A largo plazo, la falta de esta vitamina puede conducir al debilitamiento de los huesos y a enfermedades como osteomalacia u osteoporosis

El encierro prolongado ha limitado por mucho tiempo la exposición al sol para una buena parte de la población, elevando con ello el riesgo de padecer deficiencia de vitamina D y, como posible consecuencia, el debilitamiento de los huesos.

A poco más de un año que inició el confinamiento por la pandemia de COVID-19, muchas personas no sólo han evitado salir de manera regular, sino que tampoco realizan actividad física de la misma forma que antes, lo cual, aunado a un deficiente consumo de frutas y verduras y al incremento en el consumo de alimentos ultra procesados, provocarán un importante impacto en la salud.

De acuerdo con la maestra Catalina Hernández Reyes, académica de la Licenciatura en Nutrición de la Universidad del Valle de México Campus Chapultepec, una deficiencia de vitamina D, que como se sabe, ayuda al cuerpo a absorber calcio, también podría favorecer enfermedades como osteomalacia u osteoporosis.

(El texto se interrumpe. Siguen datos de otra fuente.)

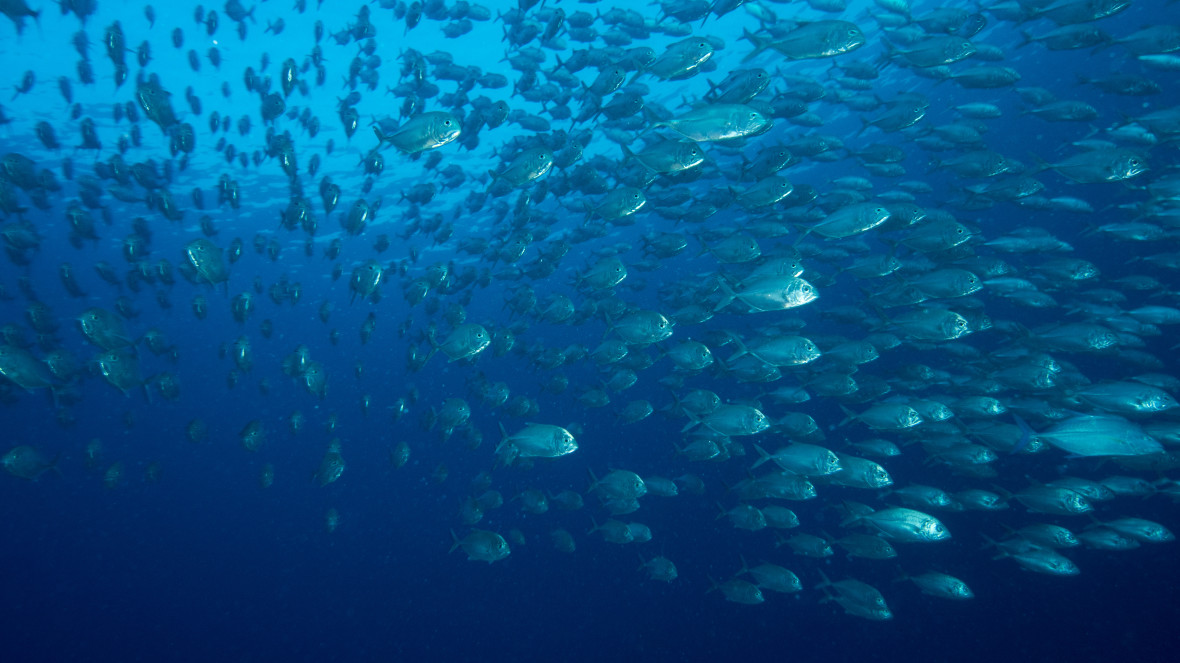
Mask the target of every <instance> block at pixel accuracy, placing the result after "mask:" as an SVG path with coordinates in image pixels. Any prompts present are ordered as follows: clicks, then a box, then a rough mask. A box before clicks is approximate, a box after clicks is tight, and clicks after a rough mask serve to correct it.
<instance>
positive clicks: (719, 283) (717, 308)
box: [713, 277, 737, 313]
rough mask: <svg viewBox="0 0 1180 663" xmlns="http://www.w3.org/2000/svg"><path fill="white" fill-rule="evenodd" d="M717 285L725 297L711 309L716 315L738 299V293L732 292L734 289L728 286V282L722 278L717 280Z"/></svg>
mask: <svg viewBox="0 0 1180 663" xmlns="http://www.w3.org/2000/svg"><path fill="white" fill-rule="evenodd" d="M717 285H719V287H720V289H721V291H722V294H723V295H725V296H723V297H722V298H721V301H719V302H717V303H716V306H714V307H713V313H717V311H719V310H721V309H723V308H726V307H727V306H729V304H732V303H733V301H734V300H736V298H737V293H735V291H734V289H733V288H732V287H730V285H729V282H728V281H726V280H725V278H723V277H721V278H717Z"/></svg>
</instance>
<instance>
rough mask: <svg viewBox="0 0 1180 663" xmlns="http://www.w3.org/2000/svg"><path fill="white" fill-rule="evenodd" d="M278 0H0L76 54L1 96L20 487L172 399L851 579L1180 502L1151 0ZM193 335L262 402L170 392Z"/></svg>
mask: <svg viewBox="0 0 1180 663" xmlns="http://www.w3.org/2000/svg"><path fill="white" fill-rule="evenodd" d="M34 5H35V2H34ZM289 5H290V4H289V2H287V1H284V2H282V4H281V6H280V2H264V4H260V5H255V6H250V7H249V8H247V7H245V6H244V5H243V4H242V2H240V1H237V0H231V1H228V2H225V4H224V7H219V9H221V11H219V12H218V11H217V8H215V7H214V6H212V5H210V6H208V7H202V6H199V5H196V6H192V7H185V8H184V9H183V12H182V11H181V9H179V8H177V7H172V6H170V7H168V8H166V11H165V9H164V7H157V8H153V7H152V6H145V7H143V12H142V13H138V12H130V11H129V8H126V7H125V6H123V5H120V6H119V7H118V8H107V7H105V4H104V2H99V1H98V0H63V1H61V2H59V4H57V5H51V4H48V2H46V4H45V5H44V6H42V7H35V6H30V5H28V4H27V2H26V0H2V1H0V12H2V13H4V14H5V15H6V17H7V18H8V19H11V24H9V25H5V26H2V28H4V33H5V37H4V46H2V58H4V59H5V61H7V63H8V64H9V66H8V67H6V68H5V71H6V72H9V76H15V72H17V71H19V70H21V68H24V66H22V65H21V64H20V63H21V61H22V58H21V55H22V54H28V53H33V52H37V51H53V52H55V53H59V54H60V53H68V54H70V59H73V60H74V61H76V65H74V66H73V67H72V68H63V67H60V66H57V65H59V64H60V63H55V66H54V67H48V66H47V68H46V70H38V68H31V70H28V71H27V72H25V73H24V74H22V76H21V77H19V79H18V80H15V81H14V84H13V85H14V93H13V96H12V97H11V98H9V99H6V100H5V104H4V105H2V106H0V131H4V132H5V134H6V138H5V144H6V146H7V149H6V150H5V152H6V153H4V155H2V158H0V215H2V227H0V236H2V243H4V248H5V252H6V263H5V267H4V269H2V271H0V295H2V300H4V301H2V308H0V310H2V311H4V320H2V322H4V326H2V329H0V335H2V339H0V375H2V378H4V380H2V381H0V400H2V401H4V408H5V411H7V412H9V413H13V414H12V415H13V416H15V413H18V412H19V413H21V416H32V418H35V419H37V420H38V421H40V422H41V425H42V426H45V427H47V428H48V429H51V431H52V429H54V428H59V429H60V431H61V435H60V439H47V438H44V436H26V438H17V439H9V440H7V444H8V445H9V447H11V448H8V449H2V451H5V452H6V453H5V455H4V459H2V466H4V470H5V471H6V472H7V474H9V475H11V477H9V478H11V479H12V480H27V481H30V484H28V485H27V486H26V487H27V488H28V491H30V493H32V492H33V491H51V490H53V488H54V485H55V484H59V483H61V481H91V480H100V481H103V483H105V485H106V486H109V487H110V488H111V490H119V488H122V487H125V486H126V485H127V484H129V483H131V481H166V480H168V474H169V473H173V472H176V473H179V472H183V471H184V470H183V467H182V466H175V467H170V466H168V464H166V462H156V461H150V459H151V458H152V454H155V453H157V451H156V449H153V448H152V445H149V444H148V440H144V444H143V445H142V447H139V448H136V447H131V448H119V449H118V455H117V454H116V453H112V451H111V449H109V448H107V446H106V445H105V444H104V440H103V438H104V436H107V438H109V436H113V435H116V434H118V433H119V432H120V431H122V429H123V428H124V427H125V428H127V429H131V431H133V429H135V419H136V413H145V412H157V411H159V409H163V411H164V412H165V414H164V415H165V416H169V419H170V420H171V421H172V424H173V426H172V427H171V429H169V431H164V432H163V434H164V436H166V438H172V439H184V438H186V439H189V440H190V441H191V442H194V444H195V445H222V446H223V447H224V446H225V445H223V442H224V441H225V440H227V439H236V440H237V441H238V442H240V445H241V447H242V448H241V449H234V453H232V454H228V455H230V457H234V455H236V457H238V458H237V460H234V459H232V458H231V459H230V461H231V462H234V461H241V462H242V464H243V465H245V464H248V462H261V472H260V474H258V479H257V480H258V483H260V485H261V488H260V490H267V488H269V487H271V486H273V484H275V483H276V481H300V483H303V484H306V485H307V488H306V490H307V491H335V490H341V488H345V487H346V486H347V484H348V483H349V480H350V479H352V480H358V479H359V471H358V470H354V468H353V466H352V465H349V464H348V462H347V461H346V459H347V458H348V457H349V451H350V448H353V447H356V446H360V445H366V446H373V445H381V446H382V447H383V448H387V449H388V459H389V461H388V467H387V468H386V471H388V472H389V473H391V475H392V478H391V479H388V480H391V481H402V480H411V479H408V478H404V477H406V475H408V474H414V475H415V479H414V480H417V478H420V477H427V478H428V479H430V480H431V483H430V484H428V485H427V488H428V487H430V486H435V485H438V484H442V483H444V481H445V483H446V485H448V486H453V485H454V484H463V485H464V486H465V487H464V488H463V495H464V497H463V498H457V499H453V500H451V503H448V504H447V505H446V508H447V510H450V516H448V518H450V521H448V523H441V524H439V529H440V531H441V532H442V536H445V533H446V530H448V529H450V530H451V537H452V540H453V546H452V549H451V550H452V551H461V552H463V553H465V554H466V557H467V559H471V560H479V562H486V563H494V562H500V560H505V559H511V553H512V551H513V550H516V549H518V547H519V546H523V545H525V544H526V543H527V545H530V546H549V547H550V550H551V554H553V556H560V554H570V553H576V551H577V550H578V549H583V547H591V546H604V545H629V546H630V545H634V546H635V547H636V550H638V552H640V554H641V557H642V559H643V563H642V573H641V575H638V576H637V577H636V582H640V580H641V578H647V579H649V580H654V582H664V583H674V582H677V583H684V582H686V580H687V579H688V578H693V579H694V580H695V582H701V580H702V579H703V580H707V582H709V583H710V584H712V587H713V590H716V593H717V595H720V596H722V597H723V598H725V599H727V600H730V602H736V603H743V604H759V603H762V602H765V600H768V599H771V600H773V598H768V596H769V592H774V593H794V592H809V593H811V596H812V599H811V600H813V602H815V603H820V602H827V600H831V602H832V603H834V604H837V605H838V606H840V608H841V609H843V610H844V611H845V612H846V613H848V615H852V616H857V617H863V618H867V619H889V618H891V617H893V612H892V611H891V610H890V608H889V605H887V603H886V599H885V596H884V595H887V593H890V592H902V591H913V590H915V589H916V590H917V591H920V592H923V593H925V595H929V596H930V597H932V598H933V599H950V600H963V599H970V598H972V597H974V596H975V593H974V591H972V589H971V587H970V586H969V584H970V582H971V579H972V572H974V571H975V569H976V567H977V566H978V564H979V563H981V560H983V563H992V562H989V560H988V559H989V558H992V559H995V560H996V562H994V564H1011V565H1012V567H1014V571H1015V567H1016V566H1018V567H1021V569H1023V570H1027V571H1031V572H1037V573H1049V575H1056V576H1074V575H1077V573H1080V572H1084V569H1083V567H1082V566H1081V565H1079V564H1076V563H1075V562H1074V559H1073V557H1074V553H1073V551H1071V549H1080V547H1084V549H1092V550H1094V551H1103V552H1104V553H1106V557H1097V558H1092V559H1099V560H1102V562H1100V563H1102V564H1108V565H1110V566H1115V565H1116V564H1117V562H1116V560H1115V557H1117V556H1123V554H1134V552H1123V551H1128V550H1130V549H1135V547H1139V546H1141V545H1155V544H1159V543H1163V541H1171V540H1172V539H1173V538H1174V537H1173V534H1172V532H1171V531H1169V530H1168V526H1167V525H1168V523H1159V521H1155V520H1152V519H1147V518H1143V517H1142V514H1141V510H1142V507H1143V505H1152V506H1153V508H1154V511H1153V513H1159V512H1160V511H1159V510H1160V508H1162V507H1161V506H1160V505H1161V504H1165V505H1167V504H1171V500H1172V499H1174V498H1175V497H1178V495H1180V484H1178V483H1176V481H1175V479H1174V477H1175V475H1176V467H1178V466H1180V455H1178V454H1176V452H1175V447H1176V445H1180V419H1176V401H1175V399H1174V396H1173V394H1174V393H1176V390H1178V389H1180V378H1178V376H1176V375H1175V368H1176V367H1175V360H1174V352H1173V350H1174V341H1173V334H1174V328H1175V327H1174V326H1175V324H1178V323H1180V308H1178V306H1176V304H1178V302H1176V298H1178V293H1176V287H1175V284H1176V280H1175V277H1176V273H1178V270H1180V251H1178V250H1176V243H1175V239H1176V237H1178V229H1180V171H1176V169H1175V166H1176V142H1178V139H1180V97H1178V96H1176V94H1175V93H1174V90H1175V85H1176V83H1178V77H1180V21H1173V22H1167V20H1166V19H1167V17H1168V12H1167V11H1166V8H1165V7H1167V5H1166V4H1163V2H1161V1H1147V0H1139V1H1136V2H1134V4H1132V2H1129V1H1128V0H1056V1H1045V0H1027V1H1004V2H991V4H988V5H985V6H976V5H974V4H969V5H964V6H962V7H956V6H936V5H935V4H932V2H922V1H916V2H912V4H911V2H909V1H907V0H874V1H873V2H866V1H860V2H846V0H807V1H806V2H799V1H795V2H779V1H776V0H775V1H772V0H752V1H742V0H716V1H714V2H710V1H708V0H661V1H658V2H653V4H650V5H643V6H638V5H635V6H632V5H631V4H614V2H609V1H601V2H594V1H591V2H577V4H575V2H552V1H545V2H538V1H536V0H519V2H499V4H497V2H487V4H486V5H479V4H476V2H467V1H465V0H434V1H425V2H419V1H414V2H405V1H396V2H394V1H388V0H381V1H380V2H376V4H362V2H356V4H345V2H340V4H337V2H332V4H330V8H329V6H328V4H322V2H317V4H315V6H312V4H310V2H307V1H306V0H297V1H296V2H295V7H294V9H291V8H290V6H289ZM343 5H348V8H347V11H345V9H343V8H342V6H343ZM54 6H57V7H60V14H61V15H60V17H50V15H48V14H50V13H53V8H54ZM157 9H159V12H157ZM107 11H112V12H127V13H126V14H125V15H114V14H106V13H104V12H107ZM42 12H44V13H42ZM165 14H168V17H169V19H170V20H172V19H175V22H173V24H169V25H165V19H164V17H165ZM1130 15H1138V17H1140V18H1141V19H1143V20H1141V22H1143V24H1146V22H1151V24H1152V25H1149V26H1148V27H1142V28H1129V27H1127V26H1128V22H1127V21H1125V20H1123V19H1125V18H1127V17H1130ZM1161 17H1162V18H1163V19H1165V20H1163V21H1162V22H1161V21H1160V20H1158V19H1160V18H1161ZM51 18H52V19H53V20H54V21H57V24H55V25H72V26H73V32H70V31H57V29H46V28H44V27H42V26H44V25H45V24H46V22H48V21H50V20H51ZM288 22H289V24H291V25H290V26H288V25H287V24H288ZM263 24H264V25H263ZM296 24H297V25H296ZM411 40H417V41H413V44H418V45H428V47H427V46H421V47H415V46H408V44H411ZM238 42H241V46H238V45H237V44H238ZM245 52H249V53H255V52H261V59H258V60H255V59H250V60H249V61H247V60H245V58H244V57H243V55H241V53H245ZM1054 67H1060V68H1061V71H1066V72H1075V71H1080V72H1086V73H1084V76H1076V77H1071V78H1069V79H1068V80H1064V79H1061V78H1060V77H1055V76H1053V74H1051V73H1050V72H1051V71H1054ZM186 68H188V70H191V72H192V73H190V72H189V71H185V70H186ZM182 91H183V98H182ZM356 311H361V313H360V315H361V316H363V320H362V321H360V322H359V323H358V320H354V317H355V316H356V315H358V314H356ZM283 320H287V321H288V322H282V321H283ZM296 321H297V322H296ZM321 323H322V324H321ZM371 343H372V344H380V346H381V353H380V356H381V357H382V359H381V360H380V361H360V360H354V359H353V357H354V356H359V355H360V354H361V353H362V352H365V348H371V347H372V346H371ZM369 356H376V355H369ZM209 374H217V375H218V378H217V381H216V382H208V381H204V382H202V385H208V383H216V385H217V386H218V388H219V389H221V390H227V389H228V390H229V392H230V393H232V394H235V396H234V398H235V399H240V400H241V402H242V403H247V405H243V406H242V407H248V408H249V409H250V411H253V412H267V413H268V414H266V415H262V414H260V415H257V416H244V418H241V420H238V419H237V416H238V415H237V414H231V415H229V416H222V415H219V414H218V413H217V412H211V411H207V412H204V414H202V415H201V416H192V418H190V416H181V414H179V413H182V412H188V409H185V407H186V406H188V407H190V408H195V407H199V405H201V403H199V399H203V398H204V395H201V394H198V395H192V394H191V392H190V390H189V389H185V387H184V385H185V383H186V382H189V381H190V380H197V378H196V376H197V375H199V376H202V378H204V376H207V375H209ZM221 375H224V379H222V378H221ZM455 375H459V376H461V378H458V379H455V378H454V376H455ZM190 376H194V378H190ZM448 378H450V379H448ZM457 380H458V382H457ZM459 383H461V387H458V386H457V385H459ZM190 399H196V400H197V401H198V402H189V400H190ZM87 403H97V405H96V406H94V407H98V408H99V409H103V411H105V412H125V413H126V414H125V415H124V418H123V420H122V421H114V422H112V420H110V419H106V420H103V421H101V422H100V426H97V425H94V424H92V422H91V421H90V420H86V421H83V422H80V421H79V418H78V415H76V412H77V411H79V409H80V408H83V407H85V406H86V405H87ZM250 403H253V405H250ZM277 411H283V413H282V414H281V415H280V414H275V413H276V412H277ZM169 412H172V413H177V414H175V415H169V414H168V413H169ZM87 416H91V418H92V416H93V415H92V414H90V415H87ZM353 418H358V419H363V420H366V421H376V420H380V424H372V427H373V429H375V431H380V434H378V435H375V439H373V438H374V436H371V438H369V439H366V440H363V441H362V440H359V439H358V440H353V439H349V436H348V435H347V434H343V433H342V431H346V429H348V428H349V422H348V421H342V419H353ZM101 426H105V427H106V429H103V428H101ZM83 427H84V428H85V432H83V431H80V429H79V428H83ZM635 431H642V433H634V432H635ZM489 434H490V435H493V438H494V439H498V442H489V444H483V442H484V436H485V435H489ZM320 440H322V441H320ZM641 442H642V445H643V446H644V447H648V446H654V445H658V446H660V447H661V452H660V455H657V457H655V458H653V457H651V455H650V453H641V452H638V451H635V452H634V453H632V451H631V447H630V446H629V445H634V446H635V447H636V448H638V446H640V445H641ZM309 445H314V446H316V447H317V448H320V449H324V451H323V452H322V460H320V461H319V464H317V465H316V464H309V465H308V466H307V467H306V473H303V474H302V475H300V472H299V471H291V472H289V473H288V474H287V475H284V474H283V472H282V471H280V468H281V467H284V466H286V461H284V459H287V458H289V455H290V453H291V451H290V449H291V447H295V446H300V447H304V448H306V447H307V446H309ZM177 453H179V452H177ZM223 453H224V451H223ZM317 455H319V454H317ZM251 457H253V458H251ZM607 458H609V459H611V460H610V461H609V462H608V461H607V460H605V459H607ZM255 459H261V461H257V460H255ZM590 459H594V460H590ZM599 459H601V460H599ZM628 459H634V465H632V462H628ZM139 466H142V468H140V470H139V471H137V472H132V468H133V467H139ZM563 466H572V467H576V468H577V473H578V474H579V475H581V474H585V475H586V480H585V481H584V483H583V481H579V483H577V484H576V485H573V484H571V483H570V481H569V480H568V479H562V481H553V480H551V477H552V475H553V474H555V473H557V471H559V470H560V471H562V472H563V477H569V474H568V473H564V472H565V467H563ZM454 468H461V470H460V471H454ZM415 473H417V474H415ZM452 473H453V475H451V474H452ZM308 477H310V478H312V480H310V481H308ZM353 477H358V479H353ZM439 491H440V492H441V488H439ZM451 492H452V493H453V492H454V491H453V490H452V491H451ZM1145 498H1146V499H1145ZM30 499H33V498H30ZM653 499H675V500H680V501H689V500H693V501H695V503H701V501H703V503H704V504H709V505H712V504H714V503H715V504H716V505H717V507H716V508H717V519H719V520H725V521H726V523H725V525H726V527H725V529H720V530H719V529H715V527H714V529H708V527H707V529H702V531H701V532H699V533H697V536H704V537H707V536H716V537H725V538H726V539H727V540H736V541H737V546H739V547H740V550H741V551H742V554H741V558H739V559H734V560H733V562H734V565H733V566H734V569H737V567H739V566H740V570H737V572H736V573H733V575H726V576H721V577H716V578H713V577H710V576H712V571H710V570H708V569H693V567H682V566H677V564H676V551H675V545H667V546H666V547H661V546H660V544H658V541H660V540H661V523H660V521H657V520H648V519H647V518H645V517H644V510H643V507H644V505H645V504H647V503H649V501H650V500H653ZM324 518H326V526H327V529H328V531H333V530H335V529H336V527H337V526H348V513H347V511H343V512H342V511H337V510H336V508H330V510H329V511H328V513H327V516H326V517H324ZM948 524H949V525H948ZM730 525H732V527H729V526H730ZM588 530H589V532H588ZM952 534H953V538H952ZM963 538H968V539H971V544H970V545H968V549H972V550H974V549H975V547H976V546H985V551H984V552H982V553H978V554H976V556H974V557H972V556H959V554H951V553H950V552H948V553H946V557H945V560H944V563H942V564H940V565H939V566H938V569H931V567H919V566H917V565H915V564H909V563H907V560H906V552H907V550H906V549H909V547H911V546H949V545H951V544H950V541H951V540H958V539H963ZM648 541H653V543H648ZM964 550H965V549H964ZM440 552H445V551H440ZM833 556H846V557H847V558H848V562H847V563H846V564H844V563H841V564H840V565H839V566H838V569H839V573H834V572H833V571H834V569H833V567H831V566H830V564H828V563H830V562H831V560H825V559H824V558H828V557H833ZM454 559H458V557H455V558H454ZM745 559H752V560H753V559H759V560H765V562H760V564H759V565H756V566H753V567H752V566H748V565H747V564H746V563H745ZM772 560H773V562H772ZM881 560H889V562H881ZM509 563H511V562H509ZM898 565H900V567H902V569H903V570H904V571H903V577H904V578H906V579H907V580H911V582H912V585H913V587H902V586H896V585H886V584H883V583H881V582H880V578H881V577H883V576H886V577H896V576H897V569H898ZM951 573H953V575H951ZM828 575H835V576H837V579H830V578H828ZM677 578H680V580H677ZM866 580H872V582H866ZM710 591H712V590H710ZM975 591H995V590H992V589H991V587H988V589H983V587H979V586H976V587H975ZM710 596H712V595H710Z"/></svg>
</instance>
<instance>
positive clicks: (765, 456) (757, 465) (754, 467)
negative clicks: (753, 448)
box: [750, 444, 774, 470]
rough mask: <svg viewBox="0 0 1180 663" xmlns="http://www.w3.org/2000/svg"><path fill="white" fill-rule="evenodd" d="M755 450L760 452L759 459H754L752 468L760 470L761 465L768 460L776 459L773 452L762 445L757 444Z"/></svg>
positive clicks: (751, 469) (754, 448) (754, 446)
mask: <svg viewBox="0 0 1180 663" xmlns="http://www.w3.org/2000/svg"><path fill="white" fill-rule="evenodd" d="M754 451H756V452H758V460H755V461H754V466H753V467H750V470H758V468H759V466H761V465H762V464H765V462H766V461H767V460H774V458H773V457H772V455H771V454H768V453H766V449H763V448H762V447H761V446H760V445H756V444H755V445H754Z"/></svg>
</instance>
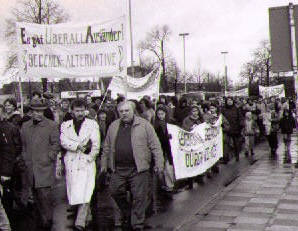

La especialista en nutrición clínica afirmó que conviene recordar y mantener presentes algunas recomendaciones para recobrar tanto falta de vitamina D como de calcio y, con ello, evitar el deterioro del sistema óseo.

En este sentido, apunta la importancia de consumir alimentos como pescado, sardina y charales, los cuales tienen fuentes naturales de vitamina D; además, integrar productos de origen vegetal, en específico, los de hoja verde como brócoli o espinaca, los cuales tienen un aporte de calcio, así como la leche y sus derivados.

Explicó que el consumo de estos alimentos, más la exposición al sol y la actividad física, permitirá una mejor absorción y provocará que tanto la vitamina D como el calcio se adhieran a los huesos, y con ello disminuya el riesgo de concentraciones séricas.

Por otro lado, recordó que uno de los aprendizajes más importantes, es que el COVID-19 ha mostrado la importancia que tiene el fortalecimiento del sistema inmune para hacer frente a cualquier agente agresor que pudiera generar una lesión en el organismo, y para ello, la mejor forma, es la sana alimentación.

Finalmente, advirtió que es necesario limitar el consumo de alimentos ultra procesados ya que son densamente energéticos o que no proporcionan los nutrimentos adecuados, por ejemplo, alimentos que vienen adicionados con un exceso de calorías, grasas saturadas, grasas trans, sodio, azúcar, ya que su consumo excesivo genera ganancia de peso, provoca un desbalance energético y pro oxidación, lo cual afecta al sistema inmune.